Life had once felt expansive – large and elastic enough to hold the things Mark and I loved to do, our Saturday tennis matches, pub lunches with friends at Caloundra overlooking the beach, drives to Mt Glorious, watching bands, seeing movies, sex in the afternoon, eating dinner in bed and then more sex, with space left for dreams about the future. Life was smaller now. Somewhere along the way I’d lost myself, and my life with Mark had become tethered to this house, governed by so many rules and such a different set of activities.
I’d turned back to my children. Sarah spotted her opening, told me Petey was kicking her, then yelped for dramatic effect.
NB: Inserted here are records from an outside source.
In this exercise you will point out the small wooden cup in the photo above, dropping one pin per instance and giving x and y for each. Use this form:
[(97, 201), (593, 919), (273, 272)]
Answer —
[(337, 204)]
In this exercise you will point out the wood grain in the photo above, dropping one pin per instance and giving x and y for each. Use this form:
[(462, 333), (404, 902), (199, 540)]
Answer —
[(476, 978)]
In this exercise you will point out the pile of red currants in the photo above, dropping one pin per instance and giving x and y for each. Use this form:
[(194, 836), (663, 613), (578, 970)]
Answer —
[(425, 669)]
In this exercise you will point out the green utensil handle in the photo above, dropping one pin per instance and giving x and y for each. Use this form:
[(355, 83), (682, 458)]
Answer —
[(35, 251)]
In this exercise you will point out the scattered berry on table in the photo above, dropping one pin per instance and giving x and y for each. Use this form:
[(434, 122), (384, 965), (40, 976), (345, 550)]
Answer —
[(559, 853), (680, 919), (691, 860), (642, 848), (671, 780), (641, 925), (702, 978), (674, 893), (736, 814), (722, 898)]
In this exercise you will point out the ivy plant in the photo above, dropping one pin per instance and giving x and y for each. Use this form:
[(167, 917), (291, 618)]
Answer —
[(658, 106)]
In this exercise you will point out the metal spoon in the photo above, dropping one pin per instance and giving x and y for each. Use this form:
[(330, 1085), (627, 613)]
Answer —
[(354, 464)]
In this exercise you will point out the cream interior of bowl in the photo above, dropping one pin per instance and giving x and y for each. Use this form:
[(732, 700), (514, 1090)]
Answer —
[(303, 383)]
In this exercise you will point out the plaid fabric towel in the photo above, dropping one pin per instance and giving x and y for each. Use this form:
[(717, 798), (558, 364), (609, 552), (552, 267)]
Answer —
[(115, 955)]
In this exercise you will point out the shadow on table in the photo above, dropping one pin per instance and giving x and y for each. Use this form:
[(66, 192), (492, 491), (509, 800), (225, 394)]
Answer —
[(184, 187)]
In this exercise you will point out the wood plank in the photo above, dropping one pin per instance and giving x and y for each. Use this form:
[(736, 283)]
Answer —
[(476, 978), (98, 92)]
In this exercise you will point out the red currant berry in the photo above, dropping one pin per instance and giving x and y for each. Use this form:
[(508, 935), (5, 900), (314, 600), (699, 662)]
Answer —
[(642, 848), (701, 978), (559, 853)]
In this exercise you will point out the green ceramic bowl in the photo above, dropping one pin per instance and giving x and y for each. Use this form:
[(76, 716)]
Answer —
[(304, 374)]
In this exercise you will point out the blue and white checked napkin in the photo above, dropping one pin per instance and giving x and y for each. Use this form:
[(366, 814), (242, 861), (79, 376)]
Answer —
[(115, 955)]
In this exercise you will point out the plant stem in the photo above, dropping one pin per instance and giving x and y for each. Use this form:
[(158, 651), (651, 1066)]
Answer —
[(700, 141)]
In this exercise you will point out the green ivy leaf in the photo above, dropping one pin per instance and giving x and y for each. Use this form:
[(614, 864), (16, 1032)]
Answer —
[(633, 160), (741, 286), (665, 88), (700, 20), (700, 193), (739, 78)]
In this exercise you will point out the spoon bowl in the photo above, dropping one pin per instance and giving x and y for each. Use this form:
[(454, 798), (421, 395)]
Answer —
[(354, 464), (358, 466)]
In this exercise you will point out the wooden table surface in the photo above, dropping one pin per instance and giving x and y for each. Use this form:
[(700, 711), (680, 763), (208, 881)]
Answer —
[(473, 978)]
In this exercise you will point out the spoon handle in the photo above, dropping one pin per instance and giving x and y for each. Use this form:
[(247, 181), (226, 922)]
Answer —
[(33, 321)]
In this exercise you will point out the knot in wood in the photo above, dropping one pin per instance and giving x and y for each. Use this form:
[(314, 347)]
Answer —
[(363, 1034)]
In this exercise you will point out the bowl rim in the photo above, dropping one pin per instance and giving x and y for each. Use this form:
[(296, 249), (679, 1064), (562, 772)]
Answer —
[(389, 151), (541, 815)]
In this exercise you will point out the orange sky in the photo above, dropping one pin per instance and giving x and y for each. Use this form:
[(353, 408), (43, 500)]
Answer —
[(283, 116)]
I laughed and raised my coffee mug at her, confusing them both.
Joanne, ignored by her siblings, quietly drew stick figures on the bench with a finger dipped in strawberry jam. Woof vomited something plastic on the kitchen floor.
After five days the clouds clear, and the opposing forces of earth and sky begin to reclaim the water. The ground absorbs the lakes that cover it. The sun inhales triumphantly. Hard surfaces are coated in wispy columns of steam as water rises back to the heavens.
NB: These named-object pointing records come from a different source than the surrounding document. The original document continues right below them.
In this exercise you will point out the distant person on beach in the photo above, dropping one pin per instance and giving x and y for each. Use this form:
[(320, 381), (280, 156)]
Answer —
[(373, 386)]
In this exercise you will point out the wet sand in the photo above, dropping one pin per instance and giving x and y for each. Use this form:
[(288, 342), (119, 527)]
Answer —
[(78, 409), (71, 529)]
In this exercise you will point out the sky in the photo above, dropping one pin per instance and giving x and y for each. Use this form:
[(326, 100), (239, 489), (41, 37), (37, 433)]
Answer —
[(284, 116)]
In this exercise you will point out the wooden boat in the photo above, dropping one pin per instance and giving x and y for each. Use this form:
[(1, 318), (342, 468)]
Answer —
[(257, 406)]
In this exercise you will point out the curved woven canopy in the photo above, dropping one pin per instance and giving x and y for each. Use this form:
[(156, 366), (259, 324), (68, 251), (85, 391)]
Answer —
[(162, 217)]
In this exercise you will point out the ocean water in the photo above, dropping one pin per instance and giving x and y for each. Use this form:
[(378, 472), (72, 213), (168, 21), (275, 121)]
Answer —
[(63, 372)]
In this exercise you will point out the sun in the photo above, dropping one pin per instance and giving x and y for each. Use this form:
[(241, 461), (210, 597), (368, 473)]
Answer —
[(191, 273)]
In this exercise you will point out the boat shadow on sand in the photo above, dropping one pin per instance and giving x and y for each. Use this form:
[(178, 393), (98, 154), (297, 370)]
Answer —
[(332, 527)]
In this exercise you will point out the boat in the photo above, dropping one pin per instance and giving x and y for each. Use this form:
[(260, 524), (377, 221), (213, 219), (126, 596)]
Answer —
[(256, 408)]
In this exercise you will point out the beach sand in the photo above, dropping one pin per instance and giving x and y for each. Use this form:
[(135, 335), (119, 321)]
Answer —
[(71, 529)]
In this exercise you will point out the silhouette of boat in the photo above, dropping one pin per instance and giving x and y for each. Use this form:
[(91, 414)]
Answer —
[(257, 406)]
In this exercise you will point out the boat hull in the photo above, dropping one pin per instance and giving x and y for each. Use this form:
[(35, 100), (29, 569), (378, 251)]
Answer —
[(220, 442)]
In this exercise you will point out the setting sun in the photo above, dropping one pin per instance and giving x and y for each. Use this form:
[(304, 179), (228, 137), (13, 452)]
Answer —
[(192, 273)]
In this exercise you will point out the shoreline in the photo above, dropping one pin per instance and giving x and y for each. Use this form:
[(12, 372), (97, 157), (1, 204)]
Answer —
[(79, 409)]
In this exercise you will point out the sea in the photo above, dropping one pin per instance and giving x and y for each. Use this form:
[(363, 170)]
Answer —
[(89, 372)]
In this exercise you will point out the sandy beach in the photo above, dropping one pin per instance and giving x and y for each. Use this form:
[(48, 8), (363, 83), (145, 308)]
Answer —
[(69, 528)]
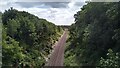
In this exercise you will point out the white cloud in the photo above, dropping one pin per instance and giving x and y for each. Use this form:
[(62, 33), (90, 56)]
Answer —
[(59, 16)]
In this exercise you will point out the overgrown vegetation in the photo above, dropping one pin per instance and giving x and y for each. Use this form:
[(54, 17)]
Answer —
[(26, 39), (96, 29)]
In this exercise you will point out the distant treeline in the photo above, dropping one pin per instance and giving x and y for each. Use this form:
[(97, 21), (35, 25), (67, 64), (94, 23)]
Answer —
[(26, 39)]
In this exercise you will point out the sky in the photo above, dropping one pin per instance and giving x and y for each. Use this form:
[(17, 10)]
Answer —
[(59, 12)]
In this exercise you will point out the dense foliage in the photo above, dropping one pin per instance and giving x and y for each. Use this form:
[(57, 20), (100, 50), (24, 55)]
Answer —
[(112, 60), (26, 39), (96, 29)]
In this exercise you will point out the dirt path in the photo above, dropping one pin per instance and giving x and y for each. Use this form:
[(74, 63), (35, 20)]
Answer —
[(57, 56)]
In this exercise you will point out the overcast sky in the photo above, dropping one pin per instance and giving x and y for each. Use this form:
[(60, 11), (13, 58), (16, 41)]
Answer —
[(59, 12)]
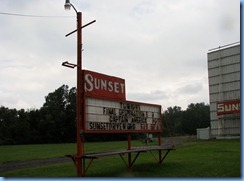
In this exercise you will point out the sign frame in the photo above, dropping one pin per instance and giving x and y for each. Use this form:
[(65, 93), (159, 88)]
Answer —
[(146, 127)]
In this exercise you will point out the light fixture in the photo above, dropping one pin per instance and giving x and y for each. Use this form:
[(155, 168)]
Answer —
[(67, 5)]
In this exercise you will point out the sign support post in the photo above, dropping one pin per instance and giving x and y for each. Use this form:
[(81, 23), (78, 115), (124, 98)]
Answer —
[(80, 97)]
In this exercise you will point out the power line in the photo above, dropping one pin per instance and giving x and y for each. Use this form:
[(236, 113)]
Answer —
[(33, 16)]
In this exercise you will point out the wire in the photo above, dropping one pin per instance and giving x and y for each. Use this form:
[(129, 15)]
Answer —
[(34, 16)]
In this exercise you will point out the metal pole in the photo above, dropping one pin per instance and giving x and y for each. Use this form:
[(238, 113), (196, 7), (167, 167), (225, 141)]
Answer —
[(80, 143)]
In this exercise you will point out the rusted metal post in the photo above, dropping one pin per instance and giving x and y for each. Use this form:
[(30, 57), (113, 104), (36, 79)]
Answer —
[(129, 148), (159, 144), (80, 143)]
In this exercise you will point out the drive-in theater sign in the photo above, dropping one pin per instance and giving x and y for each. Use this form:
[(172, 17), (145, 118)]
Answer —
[(107, 110)]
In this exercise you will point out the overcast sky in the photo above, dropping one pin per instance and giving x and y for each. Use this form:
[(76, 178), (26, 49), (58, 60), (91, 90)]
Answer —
[(158, 46)]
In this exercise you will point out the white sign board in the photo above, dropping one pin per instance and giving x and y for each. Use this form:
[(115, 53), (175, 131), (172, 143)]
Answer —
[(111, 116)]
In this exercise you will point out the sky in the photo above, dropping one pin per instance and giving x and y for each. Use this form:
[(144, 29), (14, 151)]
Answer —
[(159, 47)]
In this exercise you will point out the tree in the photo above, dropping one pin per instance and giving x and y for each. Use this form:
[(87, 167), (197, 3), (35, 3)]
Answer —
[(172, 119), (196, 116), (58, 121)]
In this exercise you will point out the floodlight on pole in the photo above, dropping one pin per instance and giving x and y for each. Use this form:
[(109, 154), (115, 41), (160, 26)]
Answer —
[(67, 6), (80, 100)]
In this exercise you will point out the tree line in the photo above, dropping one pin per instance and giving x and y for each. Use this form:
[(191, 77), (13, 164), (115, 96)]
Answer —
[(55, 121)]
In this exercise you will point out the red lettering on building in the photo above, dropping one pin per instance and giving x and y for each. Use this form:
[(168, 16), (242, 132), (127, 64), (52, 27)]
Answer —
[(228, 107)]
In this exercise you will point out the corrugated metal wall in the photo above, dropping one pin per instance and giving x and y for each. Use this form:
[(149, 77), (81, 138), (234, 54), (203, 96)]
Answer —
[(224, 85)]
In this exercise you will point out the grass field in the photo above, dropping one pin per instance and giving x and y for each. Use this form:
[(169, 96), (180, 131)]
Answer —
[(212, 158)]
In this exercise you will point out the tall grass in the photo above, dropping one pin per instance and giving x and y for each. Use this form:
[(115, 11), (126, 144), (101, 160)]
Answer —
[(213, 158)]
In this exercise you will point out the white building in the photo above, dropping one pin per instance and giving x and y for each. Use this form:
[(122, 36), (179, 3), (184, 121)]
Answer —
[(224, 90)]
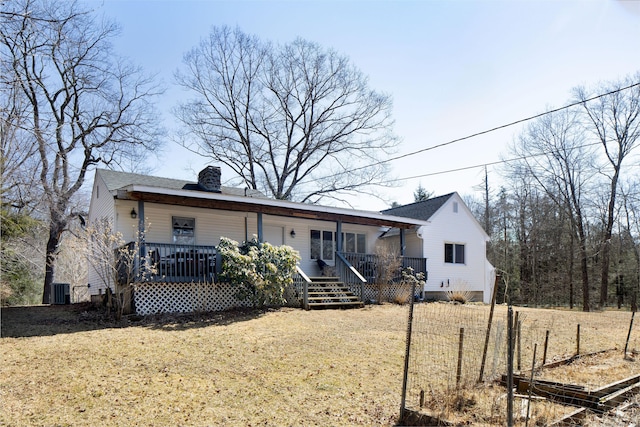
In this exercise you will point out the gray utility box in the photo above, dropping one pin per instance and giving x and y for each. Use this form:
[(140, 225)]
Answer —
[(60, 293)]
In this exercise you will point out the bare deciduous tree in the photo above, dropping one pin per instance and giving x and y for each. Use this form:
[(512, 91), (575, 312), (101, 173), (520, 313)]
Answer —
[(298, 122), (83, 104), (553, 153), (615, 121)]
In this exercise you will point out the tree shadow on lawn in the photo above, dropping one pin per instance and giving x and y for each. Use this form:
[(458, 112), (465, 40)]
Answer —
[(49, 320)]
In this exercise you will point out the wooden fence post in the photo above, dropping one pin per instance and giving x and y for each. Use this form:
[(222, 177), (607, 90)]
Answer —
[(488, 334), (460, 345), (626, 344)]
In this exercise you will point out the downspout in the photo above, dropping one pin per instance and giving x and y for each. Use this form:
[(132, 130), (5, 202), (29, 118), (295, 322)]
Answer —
[(260, 233), (141, 240)]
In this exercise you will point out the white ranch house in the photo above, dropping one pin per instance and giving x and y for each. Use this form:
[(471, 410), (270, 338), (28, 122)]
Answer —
[(183, 221)]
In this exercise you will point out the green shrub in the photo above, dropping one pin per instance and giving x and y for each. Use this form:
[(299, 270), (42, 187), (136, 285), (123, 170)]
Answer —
[(259, 271)]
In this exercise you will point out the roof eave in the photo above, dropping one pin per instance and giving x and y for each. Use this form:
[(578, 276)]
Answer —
[(262, 205)]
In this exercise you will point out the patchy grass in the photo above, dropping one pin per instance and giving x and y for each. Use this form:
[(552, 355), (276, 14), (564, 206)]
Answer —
[(283, 367), (68, 366)]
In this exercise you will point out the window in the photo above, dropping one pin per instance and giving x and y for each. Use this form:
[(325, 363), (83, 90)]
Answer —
[(183, 230), (454, 253), (354, 242), (323, 244)]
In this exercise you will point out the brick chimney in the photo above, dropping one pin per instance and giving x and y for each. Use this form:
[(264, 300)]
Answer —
[(209, 179)]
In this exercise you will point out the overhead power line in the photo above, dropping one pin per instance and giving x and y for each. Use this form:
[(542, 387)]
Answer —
[(497, 162), (484, 132)]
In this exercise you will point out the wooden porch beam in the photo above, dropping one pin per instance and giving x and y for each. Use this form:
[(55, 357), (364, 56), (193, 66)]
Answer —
[(264, 209)]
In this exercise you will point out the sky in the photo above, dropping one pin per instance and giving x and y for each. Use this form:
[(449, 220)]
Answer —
[(453, 68)]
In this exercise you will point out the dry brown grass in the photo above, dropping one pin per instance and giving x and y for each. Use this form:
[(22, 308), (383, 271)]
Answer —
[(284, 367), (280, 367)]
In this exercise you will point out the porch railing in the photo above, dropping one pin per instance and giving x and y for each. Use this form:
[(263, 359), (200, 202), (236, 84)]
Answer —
[(301, 282), (350, 276), (167, 262), (369, 266)]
We try to revert to life as it was before the flood. It’s not easy. Three-quarters of the state has been underwater. Grown men are stoic in front of Mark’s camera but become emotional when tripped up by a kind question. Our neighbours find solace in exchanging platitudes: ‘We’re better off than some’, ‘Won’t forget that in a hurry’. We stand on the scorching footpath and talk over the warbling magpies about our shared experience, like soldiers after war, women after birth.
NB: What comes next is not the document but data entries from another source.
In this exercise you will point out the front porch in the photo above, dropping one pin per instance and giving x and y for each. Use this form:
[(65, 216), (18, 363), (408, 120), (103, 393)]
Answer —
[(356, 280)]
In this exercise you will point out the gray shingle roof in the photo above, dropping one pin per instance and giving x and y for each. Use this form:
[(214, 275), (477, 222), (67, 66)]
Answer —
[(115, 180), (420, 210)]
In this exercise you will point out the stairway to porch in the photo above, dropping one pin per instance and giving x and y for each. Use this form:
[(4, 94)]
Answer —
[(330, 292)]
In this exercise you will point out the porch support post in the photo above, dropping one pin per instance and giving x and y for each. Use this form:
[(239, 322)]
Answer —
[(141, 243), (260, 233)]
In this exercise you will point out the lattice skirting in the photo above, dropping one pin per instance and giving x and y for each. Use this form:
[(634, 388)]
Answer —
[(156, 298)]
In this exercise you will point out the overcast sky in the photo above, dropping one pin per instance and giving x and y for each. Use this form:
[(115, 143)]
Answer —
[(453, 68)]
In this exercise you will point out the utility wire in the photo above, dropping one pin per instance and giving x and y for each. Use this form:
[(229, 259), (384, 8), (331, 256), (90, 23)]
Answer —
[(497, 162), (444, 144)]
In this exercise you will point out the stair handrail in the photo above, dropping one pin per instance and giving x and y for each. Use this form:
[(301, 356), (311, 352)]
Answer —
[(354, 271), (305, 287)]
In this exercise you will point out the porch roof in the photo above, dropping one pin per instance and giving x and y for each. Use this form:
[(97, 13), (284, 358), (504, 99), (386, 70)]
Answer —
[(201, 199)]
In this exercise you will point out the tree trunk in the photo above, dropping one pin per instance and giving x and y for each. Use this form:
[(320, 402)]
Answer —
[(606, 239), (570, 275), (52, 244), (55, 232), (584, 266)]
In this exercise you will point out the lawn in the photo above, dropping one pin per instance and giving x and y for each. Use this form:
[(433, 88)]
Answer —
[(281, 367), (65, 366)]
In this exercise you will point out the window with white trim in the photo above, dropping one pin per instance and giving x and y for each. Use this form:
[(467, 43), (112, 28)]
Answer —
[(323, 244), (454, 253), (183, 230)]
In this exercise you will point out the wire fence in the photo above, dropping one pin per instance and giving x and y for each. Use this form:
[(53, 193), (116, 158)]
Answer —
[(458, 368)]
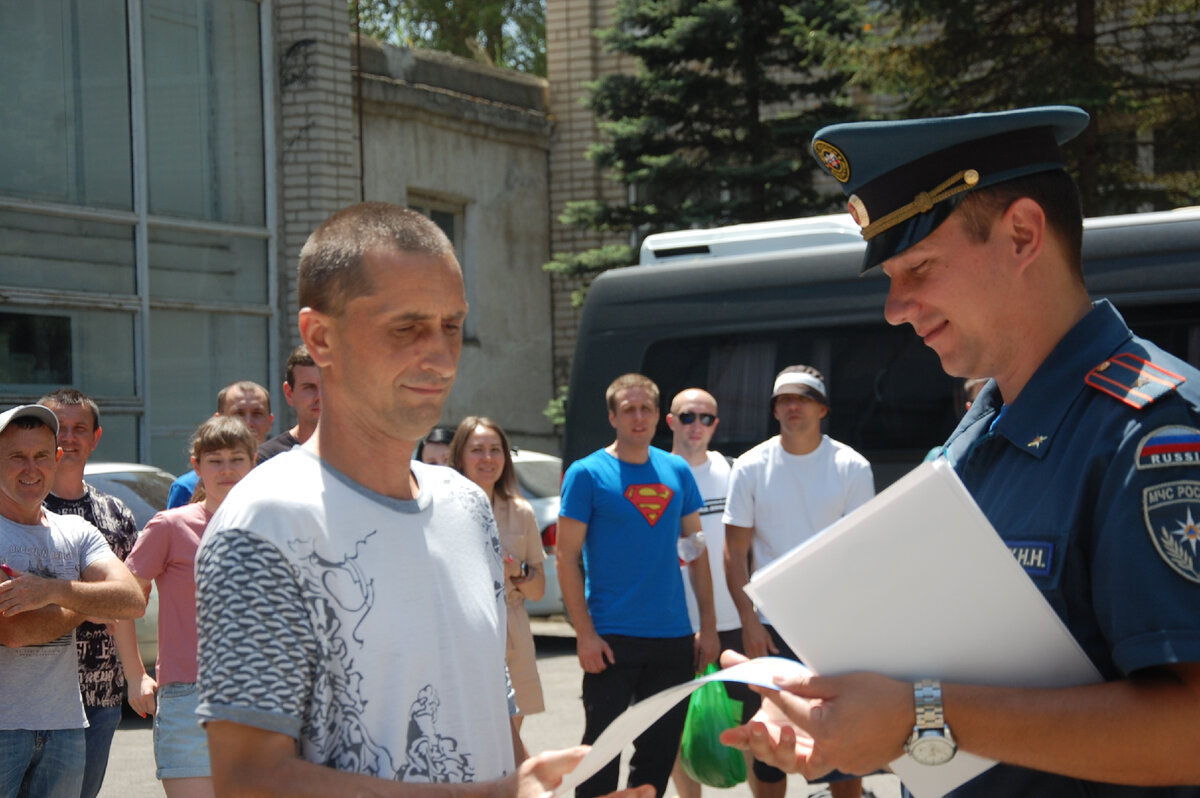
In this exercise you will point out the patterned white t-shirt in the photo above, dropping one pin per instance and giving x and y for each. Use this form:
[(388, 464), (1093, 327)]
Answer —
[(370, 629)]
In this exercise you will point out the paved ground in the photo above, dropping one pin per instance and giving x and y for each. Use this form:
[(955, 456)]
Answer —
[(131, 766)]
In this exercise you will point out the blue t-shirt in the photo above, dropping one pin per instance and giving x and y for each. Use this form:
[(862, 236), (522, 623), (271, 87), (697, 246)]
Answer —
[(1098, 499), (634, 513)]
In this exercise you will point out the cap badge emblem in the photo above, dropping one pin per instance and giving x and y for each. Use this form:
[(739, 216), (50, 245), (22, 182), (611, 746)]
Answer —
[(857, 209), (833, 160)]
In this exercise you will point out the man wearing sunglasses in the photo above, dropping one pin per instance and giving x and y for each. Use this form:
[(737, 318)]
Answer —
[(783, 492), (693, 420)]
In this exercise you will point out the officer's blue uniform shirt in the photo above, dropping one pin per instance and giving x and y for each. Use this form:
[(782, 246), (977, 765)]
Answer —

We help Lou and Andrew, since returned, clear the mud from their home. They don’t need us since Lou’s whole family is there – her solid, mulish parents, two muscly older brothers, her younger brother who’s not as hardy but good at directing the family workforce, two uncles, an aunt who brought ham-and-cheese sandwiches, honey for the children. I watch Lou’s family as they weave in and out of one another, touching a shoulder, working in pairs, the uncle and father in close conference about how best to move the fridge, the mother and aunt sharing a look at this or that ruined memento. Such a sad reason to come together, and yet . . . I regard them longingly, their relaxed warmth with one another.
Lou walks along her squelchy hallway carpet, running her hand through her hair, holding up one dripping, dirty belonging after another. ‘We can’t fix this,’ she says. ‘Everything’s wrecked.’
I don’t tell her that I agree. I’d always thought of rain as cleansing, encouraging growth, only temporarily the cause of mould and puddles, but this ferocious destruction is something different. This rain was violent. And mud coats everything, like the remnant drool of a subterranean creature that’s sunk back underground.
Lou and Andrew hold one another while Mark and I work on, guilt at our good fortune energising us. We pile destroyed wooden chairs, waterlogged books, soiled curtains and shoes onto the footpath. There are similar bundles of ruined personal treasures dotted along the street, waiting to be collected by rubbish trucks. The children find dinted spoons and filthy underwear in the gutter. Mark finds a plastic flea collar and we wonder what happened to the dog who should be wearing it. We wonder if it belonged to Jock next door.
The flood wasn’t part of my plan, not part of anyone’s. These few days will derail us for months. I know now that I should have recognised the flood as a warning, a caution. Everything I thought I could control was uncontrollable. Life, insistent, persistent, was about to take on new shapes, shimmery and unpredictable as petrol on a wave.